All three limits are equal to $e$ which shows that $z_n$ is squeezed between $x_n$ and $y_n$ meaning that $x_n > z_n$.

I'm not pretty sure the reasoning above is valid, so i'm kindly asking to verify it or point to the flaws. In case the above is wrong could you please show the way to prove the inequality? Thank you!

Answer 1

Your flaw is that you are assuming the result to begin your proof. Here is a simple approach: $$\dfrac 1n +n\ln\left(1+\frac 1n\right)>\frac 1n+\frac{n}{n+1} = \dfrac{n^2+n+1}{n^2+n}>1.$$ Now, check that above is equivalent to your inequality. We used the well-known fact that: $$\ln(1+x)>\dfrac{x}{x+1}$$ for $x>0.$

Answer 2

Why should the squeeze theorem imply that $x_n>z_n$? The theorem says that

if $x_n>z_n>y_n$ and $\lim_{n\to\infty}x_n=l=\lim_{n\to\infty}y_n$, then also $\lim_{n\to\infty}z_n=l$.

However, it does not “reverse”. To see why, swap $z_n$ and $y_n$ in the statement above.
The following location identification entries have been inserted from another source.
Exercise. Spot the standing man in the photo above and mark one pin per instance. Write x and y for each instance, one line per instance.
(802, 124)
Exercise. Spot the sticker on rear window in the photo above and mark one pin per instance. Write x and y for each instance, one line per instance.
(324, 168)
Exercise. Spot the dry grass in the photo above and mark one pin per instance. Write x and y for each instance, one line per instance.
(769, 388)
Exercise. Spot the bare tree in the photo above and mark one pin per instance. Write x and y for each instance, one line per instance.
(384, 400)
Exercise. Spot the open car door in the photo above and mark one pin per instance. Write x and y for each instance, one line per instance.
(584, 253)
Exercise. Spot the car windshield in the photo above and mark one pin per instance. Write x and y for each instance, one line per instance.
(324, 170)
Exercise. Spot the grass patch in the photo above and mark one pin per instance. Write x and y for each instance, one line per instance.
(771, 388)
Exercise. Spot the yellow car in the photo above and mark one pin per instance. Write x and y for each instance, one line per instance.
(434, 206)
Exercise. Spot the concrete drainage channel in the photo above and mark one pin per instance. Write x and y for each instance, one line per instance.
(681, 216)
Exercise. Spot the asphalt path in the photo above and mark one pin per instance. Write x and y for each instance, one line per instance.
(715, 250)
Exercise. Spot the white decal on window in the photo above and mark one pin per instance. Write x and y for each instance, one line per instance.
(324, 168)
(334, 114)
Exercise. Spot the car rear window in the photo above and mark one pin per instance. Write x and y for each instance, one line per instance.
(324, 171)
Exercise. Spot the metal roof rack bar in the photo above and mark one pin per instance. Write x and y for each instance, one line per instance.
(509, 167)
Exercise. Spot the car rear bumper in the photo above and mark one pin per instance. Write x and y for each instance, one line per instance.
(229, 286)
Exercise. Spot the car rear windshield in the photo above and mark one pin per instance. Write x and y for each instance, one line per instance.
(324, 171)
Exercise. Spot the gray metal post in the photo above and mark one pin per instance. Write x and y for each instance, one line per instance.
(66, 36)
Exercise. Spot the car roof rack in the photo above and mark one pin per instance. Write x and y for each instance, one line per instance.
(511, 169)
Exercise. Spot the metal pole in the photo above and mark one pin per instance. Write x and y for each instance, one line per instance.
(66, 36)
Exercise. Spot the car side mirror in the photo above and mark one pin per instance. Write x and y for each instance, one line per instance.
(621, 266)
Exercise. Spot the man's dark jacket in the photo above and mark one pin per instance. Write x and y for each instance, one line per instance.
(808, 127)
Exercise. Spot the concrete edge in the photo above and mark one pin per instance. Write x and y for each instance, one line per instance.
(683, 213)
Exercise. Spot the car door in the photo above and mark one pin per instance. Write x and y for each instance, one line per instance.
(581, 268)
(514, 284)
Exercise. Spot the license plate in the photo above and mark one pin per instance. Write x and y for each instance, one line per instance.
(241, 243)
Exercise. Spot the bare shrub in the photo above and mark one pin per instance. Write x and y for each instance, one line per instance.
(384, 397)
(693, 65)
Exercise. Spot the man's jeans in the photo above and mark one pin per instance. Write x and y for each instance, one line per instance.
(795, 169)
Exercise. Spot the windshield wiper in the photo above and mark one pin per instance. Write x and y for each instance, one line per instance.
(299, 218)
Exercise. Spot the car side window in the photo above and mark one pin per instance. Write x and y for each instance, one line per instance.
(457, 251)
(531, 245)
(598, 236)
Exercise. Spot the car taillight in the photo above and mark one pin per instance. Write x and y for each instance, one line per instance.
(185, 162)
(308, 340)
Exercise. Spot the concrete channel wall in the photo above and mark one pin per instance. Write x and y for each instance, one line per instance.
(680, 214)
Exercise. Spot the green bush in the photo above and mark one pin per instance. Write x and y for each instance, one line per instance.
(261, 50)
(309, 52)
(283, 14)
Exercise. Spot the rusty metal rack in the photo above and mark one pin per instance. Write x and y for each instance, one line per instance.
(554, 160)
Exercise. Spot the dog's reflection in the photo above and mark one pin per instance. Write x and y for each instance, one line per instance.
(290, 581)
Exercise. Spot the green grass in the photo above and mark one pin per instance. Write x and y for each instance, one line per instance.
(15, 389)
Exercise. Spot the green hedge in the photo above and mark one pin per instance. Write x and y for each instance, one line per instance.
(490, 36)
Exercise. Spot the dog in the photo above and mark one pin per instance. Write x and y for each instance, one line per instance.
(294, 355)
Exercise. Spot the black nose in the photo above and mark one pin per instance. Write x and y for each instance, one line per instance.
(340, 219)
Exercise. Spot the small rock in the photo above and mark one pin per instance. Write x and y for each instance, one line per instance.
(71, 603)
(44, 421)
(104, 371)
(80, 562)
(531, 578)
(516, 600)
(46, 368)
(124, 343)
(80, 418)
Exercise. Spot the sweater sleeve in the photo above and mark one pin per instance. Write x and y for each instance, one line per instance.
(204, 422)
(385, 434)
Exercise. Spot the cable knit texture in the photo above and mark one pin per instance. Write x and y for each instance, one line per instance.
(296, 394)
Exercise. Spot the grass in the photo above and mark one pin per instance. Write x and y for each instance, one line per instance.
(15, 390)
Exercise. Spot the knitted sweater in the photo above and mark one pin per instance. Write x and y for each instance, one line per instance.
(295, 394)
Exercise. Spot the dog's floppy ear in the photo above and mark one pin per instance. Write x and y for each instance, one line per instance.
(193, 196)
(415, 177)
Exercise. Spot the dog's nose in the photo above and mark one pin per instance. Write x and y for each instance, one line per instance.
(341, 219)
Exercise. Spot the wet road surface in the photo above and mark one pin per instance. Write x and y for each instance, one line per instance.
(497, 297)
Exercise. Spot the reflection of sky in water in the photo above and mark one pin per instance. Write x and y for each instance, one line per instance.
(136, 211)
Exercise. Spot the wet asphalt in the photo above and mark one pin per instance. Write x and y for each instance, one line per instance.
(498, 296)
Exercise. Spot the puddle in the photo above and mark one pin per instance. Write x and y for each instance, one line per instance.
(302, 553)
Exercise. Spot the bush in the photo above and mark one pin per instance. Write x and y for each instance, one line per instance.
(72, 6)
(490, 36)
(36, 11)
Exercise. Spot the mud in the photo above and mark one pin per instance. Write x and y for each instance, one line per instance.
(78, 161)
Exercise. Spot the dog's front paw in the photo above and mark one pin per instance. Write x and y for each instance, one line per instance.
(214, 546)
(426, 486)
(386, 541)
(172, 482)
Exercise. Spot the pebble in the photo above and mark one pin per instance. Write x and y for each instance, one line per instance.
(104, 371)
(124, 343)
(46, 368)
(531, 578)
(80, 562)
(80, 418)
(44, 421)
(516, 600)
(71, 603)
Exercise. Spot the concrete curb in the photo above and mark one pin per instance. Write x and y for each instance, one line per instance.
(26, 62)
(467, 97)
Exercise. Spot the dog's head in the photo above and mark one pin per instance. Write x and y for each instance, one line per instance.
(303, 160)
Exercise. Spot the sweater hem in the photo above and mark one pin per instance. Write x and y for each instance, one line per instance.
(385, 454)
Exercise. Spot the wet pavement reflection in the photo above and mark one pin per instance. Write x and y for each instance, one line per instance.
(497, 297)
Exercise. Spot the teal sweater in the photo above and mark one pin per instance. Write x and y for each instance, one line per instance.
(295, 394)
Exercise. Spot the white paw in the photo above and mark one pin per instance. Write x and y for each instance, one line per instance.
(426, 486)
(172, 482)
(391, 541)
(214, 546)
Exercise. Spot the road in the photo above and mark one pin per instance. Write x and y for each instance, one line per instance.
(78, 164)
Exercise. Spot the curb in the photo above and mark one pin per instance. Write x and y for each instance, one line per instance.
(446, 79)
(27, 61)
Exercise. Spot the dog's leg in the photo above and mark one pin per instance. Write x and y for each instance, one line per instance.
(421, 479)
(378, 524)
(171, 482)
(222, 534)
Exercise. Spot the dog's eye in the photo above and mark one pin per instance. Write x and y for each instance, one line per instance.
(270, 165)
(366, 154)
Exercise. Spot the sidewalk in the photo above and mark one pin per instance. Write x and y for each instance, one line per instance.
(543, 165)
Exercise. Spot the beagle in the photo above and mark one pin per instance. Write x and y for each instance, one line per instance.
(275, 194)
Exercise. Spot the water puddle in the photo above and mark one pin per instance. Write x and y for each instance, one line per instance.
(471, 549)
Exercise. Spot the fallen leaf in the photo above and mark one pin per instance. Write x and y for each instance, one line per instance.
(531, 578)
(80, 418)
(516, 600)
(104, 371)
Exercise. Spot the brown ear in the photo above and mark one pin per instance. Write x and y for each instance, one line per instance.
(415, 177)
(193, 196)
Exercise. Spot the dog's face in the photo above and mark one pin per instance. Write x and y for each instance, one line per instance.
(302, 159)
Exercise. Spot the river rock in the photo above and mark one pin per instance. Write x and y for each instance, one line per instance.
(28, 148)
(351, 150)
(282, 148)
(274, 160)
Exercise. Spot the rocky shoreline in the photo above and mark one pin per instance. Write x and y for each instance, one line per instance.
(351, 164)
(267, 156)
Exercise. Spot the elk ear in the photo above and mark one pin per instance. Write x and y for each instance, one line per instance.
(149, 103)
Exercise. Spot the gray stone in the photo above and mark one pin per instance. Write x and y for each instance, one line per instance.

The inequality you have is equivalent to $$ n\log\Bigl(1+\frac{1}{n}\Bigr)>1-\frac{1}{n} $$ or, setting $x=1/n$, to $$ \log(1+x)>x-x^2 $$ for $0<x\le 1$. Consider $f(x)=\log(1+x)-x+x^2$ defined over $(-1,1]$; then $f(0)=0$ and $$ f'(x)=\frac{2x^2+x}{1+x}>0 $$ proving that $f(x)>0$ for $0<x\le1$.

Answer 3

Here is a sketch of another approach: $\frac{1}{1+1/n}\le \frac{1}{t}\le 1$ as soon as $t\in [1,1+1/n].$ Integrate across this inequality from $1$ to $1+1/n$ and find that $\frac{1}{n+1}\le \ln(1+1/n)\le 1/n.$ Now exponentiate and raise to the $n+1$ power, and simplify, and find that $\left ( 1+1/n \right )^{n}\le e\le \left ( 1+1/n \right )^{n+1}.$ The result follows easily from this.

Answer 4

Applying $\ln$ to both sides, we see this holds iff

$$n\ln(1+1/n) > 1-1/n$$

for $n\in \mathbb N.$ This is the same as saying

$$\frac{\ln(1+1/n)-\ln 1}{1/n}> 1-1/n.$$

By the MVT, the left side equals $1/c_n,$ where $c_n\in (1,1+1/n).$ Since $1/c_n> 1/(1+1/n)$ and $1>(1+1/n)(1-1/n)$ for all $n\in \mathbb N,$ we're done.